A fairly half-arsed description of a gig that was nonetheless very good
A gig with a nice little line-up took place at The Jug Of Ale on Friday the 4th of May, a nice little line-up indeed.
Betty & The Id opened affairs, with their off-kilter bass-driven garage rock, incorporating some bubblegum pop-ish bits and some bits reminding me a tiny bit of The Stranglers (in a weird sort of way. Don’t go mad with that as a comparison, it’s not helpful in terms of their sound as a whole). They’re an unlikely looking bunch, but their set was most enjoyable – catchy songs that aren’t quite straightforward, also capable of a bit of stomping swagger when called for.
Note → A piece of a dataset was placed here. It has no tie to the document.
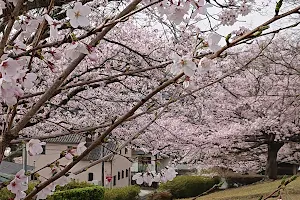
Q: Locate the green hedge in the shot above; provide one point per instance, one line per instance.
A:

Mills & Boon and The Courtesy Group are both very hard to describe, and for the sake of retaining my own minimal dignity I should probably give up trying. I wrote about both of them here, then Mills And Boon here and The Courtesy Group here. Cobble a description together in your own mind from that little lot.
Mills And Boon normally sound very messy – I don’t mean that in anything even remotely approaching a bad way and it’s certainly not that they aren’t tight, it’s just that their music is very chaotic. Here, they actually were messy. It doesn’t hurt their sound anywhere near as much as it would some, though. Raggedness is what they do well. This was lots of fun.
The Courtesy Group seemed a tiny bit more subdued than the couple of times I’ve seen them before, but still insane. There were a few songs and between-song poems that I don’t remember having heard before now (unless that’s just me being too drunk by this point in the evening. I was quite drunk) and the singer didn’t have his customary Hawaiian shirt (unless, again, that’s just me being too drunk by this point in the evening. I was, again, quite drunk), but plenty of lunacy and great songs were still at large. I’m beginning to think “On The Rock In The Rock” (or whatever it’s called) is my favourite of theirs. Bostin’, as those of us West of the Western edge of the outer circle bus route say.